Zhipu AI today announced a new upgrade to its video generation model and the official launch of its next-generation product -- theCogVideoX.
The CogVideoX model is now available on Wisdom Spectrum's PC, mobile apps and applets.All C-suppliers can generate videos through the AI video generation function of Wisdom Spectrum.Qingying"YingExperience AI Text Generated Video and Image Generated Video for free.
The core technical features of CogVideoX are described as follows:
-
To address the problem of content coherence, Smart Spectrum AI independently developed a set of high-efficiency 3D Variable Auto-Encoder (3D VAE) structure. This structure can compress the original video data to 2% of its original size, reducing the training cost and difficulty of video diffusion generation model. Combined with the 3D RoPE positional coding module, the technique improves the ability to capture inter-frame relationships in the time dimension, thus establishing long-term dependencies in the video.
-
In terms of controllability, Smart Spectrum AI has created an end-to-end video understanding model that generates descriptions for large amounts of video data.

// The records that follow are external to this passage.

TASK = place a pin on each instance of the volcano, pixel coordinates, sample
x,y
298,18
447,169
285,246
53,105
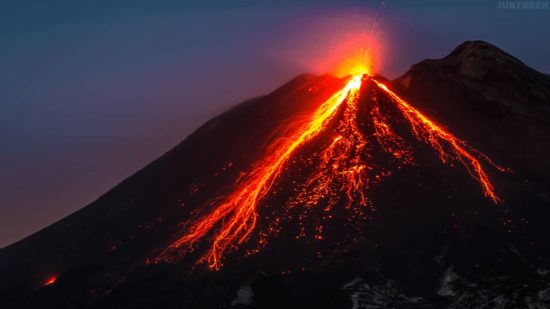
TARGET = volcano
x,y
431,190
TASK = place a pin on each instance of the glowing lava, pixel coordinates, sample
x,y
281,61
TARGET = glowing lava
x,y
51,280
237,212
343,170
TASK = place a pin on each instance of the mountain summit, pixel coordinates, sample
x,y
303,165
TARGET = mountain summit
x,y
429,190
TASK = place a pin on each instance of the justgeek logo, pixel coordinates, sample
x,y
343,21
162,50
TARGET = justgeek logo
x,y
527,5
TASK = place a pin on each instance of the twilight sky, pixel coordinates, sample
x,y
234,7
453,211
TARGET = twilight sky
x,y
91,90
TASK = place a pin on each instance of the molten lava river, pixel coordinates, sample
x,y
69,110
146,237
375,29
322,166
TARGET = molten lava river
x,y
341,172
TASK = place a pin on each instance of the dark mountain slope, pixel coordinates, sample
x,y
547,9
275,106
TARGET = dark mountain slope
x,y
430,239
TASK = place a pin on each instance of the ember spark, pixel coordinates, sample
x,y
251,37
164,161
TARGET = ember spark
x,y
343,171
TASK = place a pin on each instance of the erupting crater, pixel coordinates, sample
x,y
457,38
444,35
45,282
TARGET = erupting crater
x,y
342,171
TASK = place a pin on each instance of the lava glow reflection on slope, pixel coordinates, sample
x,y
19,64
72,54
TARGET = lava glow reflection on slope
x,y
342,170
236,215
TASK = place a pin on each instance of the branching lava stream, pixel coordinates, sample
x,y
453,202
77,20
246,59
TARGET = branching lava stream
x,y
343,170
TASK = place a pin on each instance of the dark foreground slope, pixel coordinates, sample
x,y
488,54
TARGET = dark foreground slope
x,y
434,239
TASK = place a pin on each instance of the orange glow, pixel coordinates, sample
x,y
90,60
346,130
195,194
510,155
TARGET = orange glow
x,y
236,215
440,139
357,62
343,171
51,280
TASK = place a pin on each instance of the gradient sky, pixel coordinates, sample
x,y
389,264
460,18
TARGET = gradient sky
x,y
91,91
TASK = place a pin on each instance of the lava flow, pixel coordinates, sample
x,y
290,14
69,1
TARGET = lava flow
x,y
342,171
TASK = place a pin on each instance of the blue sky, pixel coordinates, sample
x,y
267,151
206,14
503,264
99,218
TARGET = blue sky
x,y
91,91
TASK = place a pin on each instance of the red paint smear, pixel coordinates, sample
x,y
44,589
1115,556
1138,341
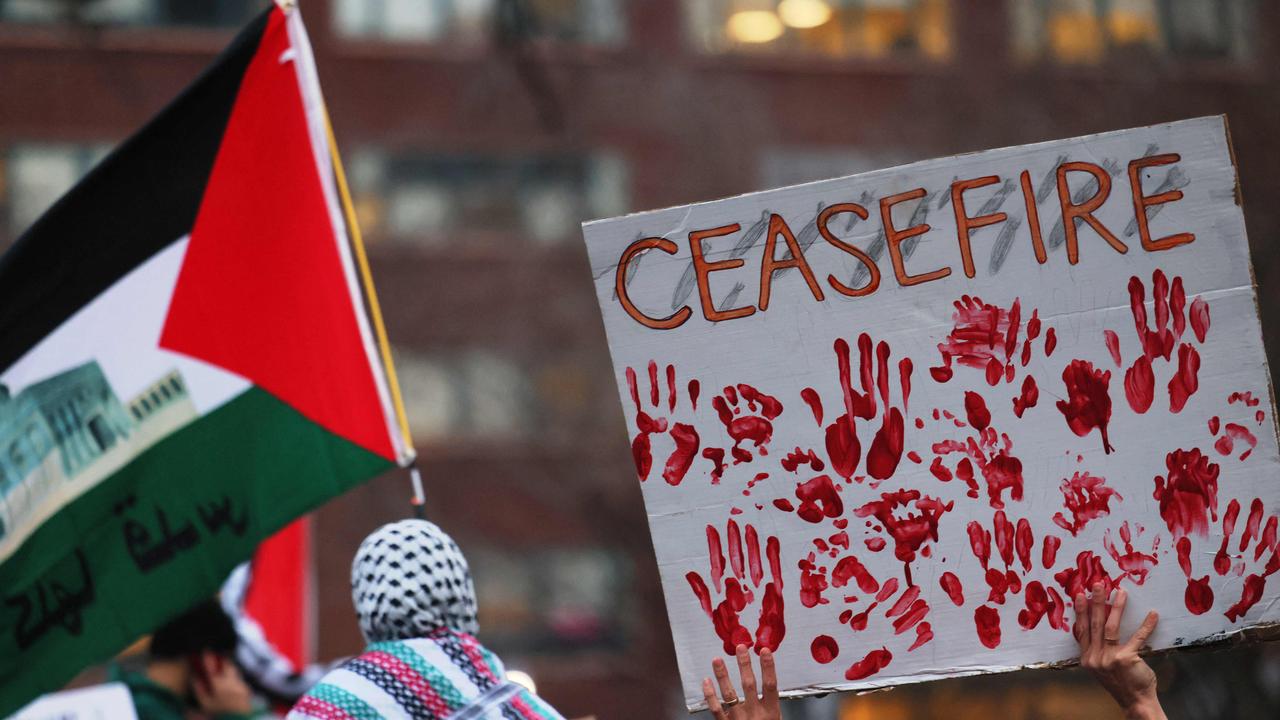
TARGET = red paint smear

This innovation enhances the model's ability to understand text and follow commands, ensuring that the resulting video is more closely aligned with the user's input needs and able to handle extremely long and complex prompt commands.
-
The model adopts a transformer architecture that integrates text, time and space. Instead of the traditional cross attention module, Expert Block is designed to align two different modal spaces, text and video, and optimize the inter-modal interaction through the Full Attention mechanism.
The main features of "Clear Shadow" are as follows:
-
Quick Generation:Generate a 6-second video in just 30 seconds.
-
Efficient Command Following Capability: Even with complex prompts, ClearShadow can understand and execute them accurately.
-
Content coherence: The generated video can better restore the movement process in the physical world.
-
Flexibility in staging: For example, the camera is able to smoothly follow the three dogs in the frame.
In addition, the Smart Spectrum Big Model Open Platform bigmodel.co.uk ClearShadow has also been deployed. Enterprises and developers can experience and utilize ClearShadow's text-to-video and image-to-video capabilities through API calls.